United States Ex Rel. Toth v. Quarles, 350 U.S. 11 (1955)
United States ex rel. Toth v. Quarles
No. 3
Argued February 8-9, 1955
Restored to docket for reargument June 6, 1955
Reargued October 13, 1955
Decided November 7, 1955
350 U.S. 11
CERTIORARI TO THE UNITED STATES COURT OF APPEALS
FOR THE DISTRICT OF COLUMBIA CIRCUIT
Syllabus
Five months after he had been honorably discharged from the United States Air Force and had returned to his home and was privately employed, an ex-serviceman was arrested by military authorities on charges of murder and conspiracy to commit murder while he was an airman in Korea. When arrested, he had no relationship of any kind with the military. Under authority of Art. 3(a) of the Uniform Code of Military Justice, he was taken to Korea to stand trial before a court-martial.
Held: He could not constitutionally be subjected to trial by court-martial. Pp. 13-23.
1. The Act cannot be sustained as an appropriate exercise of the constitutional power of Congress "To raise and support Armies," "To declare War," or to punish "Offences against the Law of Nations." Pp. 13-14.

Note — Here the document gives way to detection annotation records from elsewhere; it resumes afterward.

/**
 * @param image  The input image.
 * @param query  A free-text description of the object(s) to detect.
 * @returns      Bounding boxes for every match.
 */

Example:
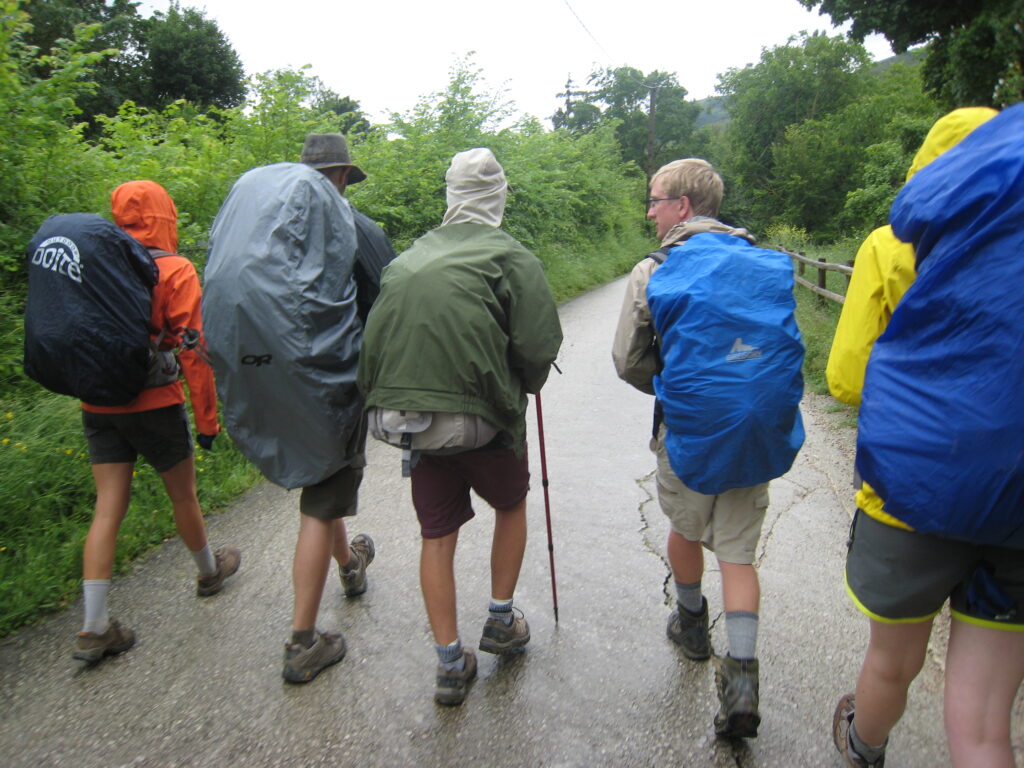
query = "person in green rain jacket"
[357,148,562,705]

2. This assertion of military authority over civilians cannot rest on the President’s power as Commander-in-Chief, nor on any theory of martial law. P. 14.
3. The Fifth Amendment does not grant court-martial power to Congress; it merely makes clear that there need be no indictment for such military offenses as Congress can authorize military tribunals to try under its Article I power to make rules to govern the armed forces. P. 14, n. 5.

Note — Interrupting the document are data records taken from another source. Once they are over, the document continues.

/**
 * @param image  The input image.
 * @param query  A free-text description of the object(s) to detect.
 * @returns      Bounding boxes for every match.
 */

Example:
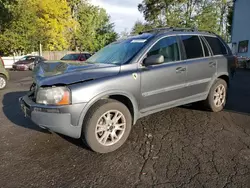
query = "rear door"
[140,36,186,113]
[180,35,217,99]
[204,36,230,77]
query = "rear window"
[201,39,210,57]
[205,36,227,55]
[181,35,204,59]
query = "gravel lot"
[0,70,250,188]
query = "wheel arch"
[78,91,139,126]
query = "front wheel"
[0,75,7,90]
[205,79,227,112]
[82,99,132,153]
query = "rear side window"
[201,37,210,57]
[181,35,204,59]
[147,37,180,63]
[205,37,227,55]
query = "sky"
[90,0,144,33]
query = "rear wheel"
[82,99,132,153]
[0,75,7,90]
[205,79,227,112]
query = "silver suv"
[20,28,235,153]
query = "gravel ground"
[0,70,250,188]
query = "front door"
[180,35,217,99]
[140,36,187,113]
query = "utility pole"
[39,42,43,56]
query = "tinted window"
[205,37,227,55]
[61,54,79,61]
[147,37,180,62]
[87,38,148,65]
[181,35,204,59]
[201,37,210,57]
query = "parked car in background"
[0,57,9,90]
[12,56,46,71]
[61,52,91,61]
[20,28,236,153]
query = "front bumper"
[19,94,86,138]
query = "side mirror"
[143,54,164,67]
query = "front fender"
[78,90,139,126]
[206,72,229,97]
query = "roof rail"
[139,27,215,34]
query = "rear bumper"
[20,95,86,138]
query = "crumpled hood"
[33,61,120,86]
[14,60,34,65]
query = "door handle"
[209,62,216,67]
[176,67,187,73]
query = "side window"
[181,35,204,59]
[205,37,227,55]
[147,37,180,63]
[201,39,210,57]
[85,54,91,59]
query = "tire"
[0,75,7,90]
[204,78,227,112]
[82,99,132,153]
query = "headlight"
[36,87,71,105]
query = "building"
[232,0,250,57]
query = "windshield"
[61,54,79,61]
[87,38,152,65]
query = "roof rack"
[139,27,215,34]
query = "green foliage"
[138,0,232,36]
[0,0,117,55]
[76,4,117,52]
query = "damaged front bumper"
[19,92,86,138]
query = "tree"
[76,3,117,52]
[138,0,232,36]
[131,21,152,35]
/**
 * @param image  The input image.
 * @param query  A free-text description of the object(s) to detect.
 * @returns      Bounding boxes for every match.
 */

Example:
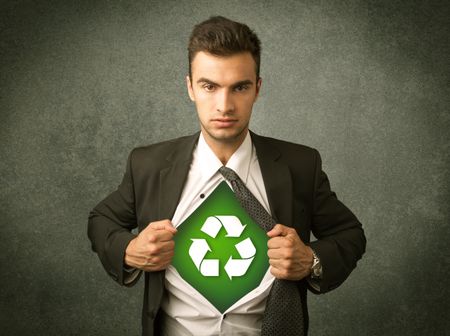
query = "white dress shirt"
[161,133,274,336]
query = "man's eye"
[203,84,214,92]
[234,85,248,92]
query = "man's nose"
[216,90,234,113]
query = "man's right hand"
[125,219,177,272]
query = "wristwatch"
[311,250,322,279]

4. The Act is not a valid exercise of the power granted Congress in Article I of the Constitution "To make Rules for the Government and Regulation of the land and naval Forces," as supplemented by the Necessary and Proper Clause. Pp. 14-23.
(a) The power granted Congress "To make Rules" to regulate "the land and naval Forces" is to be construed as restricting court-martial jurisdiction to persons who have a relationship with the armed forces. P. 15.
(b) This construction is required by the fact that any such expansion of court-martial jurisdiction as the Act provides necessarily encroaches on the jurisdiction of federal courts set up under Article III of the Constitution, where persons on trial are surrounded with more constitutional safeguards than in military tribunals. Pp. 15-20.
(c) It is within the constitutional power of Congress to provide for federal district court trials of discharged soldiers accused of offenses committed while in the armed services. Pp. 20-21.
(d) The constitutional grant of power to Congress to regulate the armed forces does not empower Congress to deprive civilians of trials under Bill of Rights safeguards, and power to circumvent those safeguards is not to be inferred from the Necessary and Proper Clause. Pp. 21-22.
(e) A different result than that here reached is not required by the fact that some other countries which do not have our Bill of Rights subject civilians who were once soldiers to trials by court-martial, rather than to trials by civilian courts. P. 22.
(f) Considerations of discipline in the armed forces do not warrant expansion of court-martial jurisdiction at the expense of the normal and constitutionally preferable system of trial by jury. Pp. 22-23.
(g) Ex-servicemen, like other civilians, are entitled to have the benefit of safeguards afforded those tried in the regular courts authorized by Article III of the Constitution. P. 23.
94 U.S.App.D.C. 28, 215 F.2d 22, reversed.